Paycheck trumps Snipes” promise

The Spokesman-Review

When you’re prowling through your neighborhood video store tonight, looking for something to quench your thirst for a good Friday-night movie, you’ll likely encounter Wesley Snipes.

Not in person, of course … unless the lure of the Inland Northwest has proven just too much for him to resist.

Which, let’s face it, isn’t likely.

No, chances are good that the only way you’ll meet up with Snipes is if you decide to rent one of his films.

And since the most prominent of Snipes’ films will be one of the major home-entertainment releases this week, namely “Blade: Trinity,” that’s the one you’re most likely to pick up.

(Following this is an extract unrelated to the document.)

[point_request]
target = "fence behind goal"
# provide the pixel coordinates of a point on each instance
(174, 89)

If you do, ask yourself this: Whatever happened to Snipes’ once-promising career as a dramatic actor?

In recent years, Snipes has become an action hero. And, of course, there’s nothing wrong with that. Plenty of serious actors, including Bruce Willis, Harrison Ford and Will Smith, have made their names by starring in action movies.

The difference is that Willis and Ford and especially Smith have made their share of serious dramas as well.

His “Die Hard” movies aside, Willis has played a Vietnam veteran in “In Country,” a jaded journalist in “Bonfire of the Vanities,” a troubled boxer in “Pulp Fiction” and the man who counsels the boy who sees dead people in “The Sixth Sense.”

Along with his Indiana Jones films, Ford has starred in such films as “Witness,” “Presumed Innocent” and “Random Hearts.” And in addition to being one of the “Bad Boys,” Smith has done “Six Degrees of Separation,” “The Legend of Bagger Vance,” and he even won an Oscar nomination for playing the title role in “Ali.”

If nothing else, Sylvester Stallone can brag about having written, and starred in, the original “Rocky.”

What about Snipes, then? Well, he started off well enough. He debuted at age 24 in the 1986 Goldie Hawn vehicle “Wildcats.” That same year, taking advantage of his athletic build, producers of the film “Streets of Gold” cast him as an Olympic boxing hopeful.

Three years later, Snipes starred in the film that first earned him critical attention: He played the light-hitting Willie Mays Hayes in “Major League.”

Then began a string of films that were about as far from sports movies as you can get. In 1990 and ‘91 Spike Lee hired him twice, for “Mo’ Better Blues” and “Jungle Fever.” A year later, cast alongside Eric Stoltz and Helen Hunt, he played a paraplegic in “The Waterdance.”

Snipes returned to sports, of sorts, with 1992’s “White Men Can’t Jump.” After that, he picked up a gun, playing, respectively, an ex-cop, a cop, a cop, a criminal, a criminal and a federal marshal in a string of films before putting on a dress for the drag-queen flick “To Wong Foo, Thanks for Everything! Julie Newmar.”

But that was just about it. Other than taking a part in Maya Angelou’s 1998 film “Down in the Delta,” Snipes, from that point on, stuck with action. And no series – there are three of them now – is more action-oriented than “Blade,” “Blade II” and “Blade: Trinity.”

You could make the argument that these kinds of films are all that an African-American actor can score. After all, even the great Denzel Washington has, of late, taken to doing action. The movie for which he scored his Best Actor Oscar, “Training Day,” is more drama than action – but there is a fair amount of gunplay.

But then there’s this: If Spike Lee doesn’t feel the need to compromise, then why should anyone else?

You also could argue that there needs to be African-American action stars. Kids need role models, so why shouldn’t black kids look up at the big screen and see adult versions of themselves fighting vampires or being X-Men?

Again, there’s nothing wrong with action. And of the “Blade” films, the second – which was directed by Mexican director Guillermo del Toro – actually has qualities that make it more than just an exercise in genre.

Still, sticking to action films alone is typically the career path taken by those who don’t have the talent to do anything else. Schwarzenegger, for example. Steven Seagal. Stallone.

Anyone remember Mr. T?

Those who have more talent, as it seemed Snipes once did, should, at least on occasion, aim higher than a mere payroll.

If you do happen to see him tonight, you might tell him so.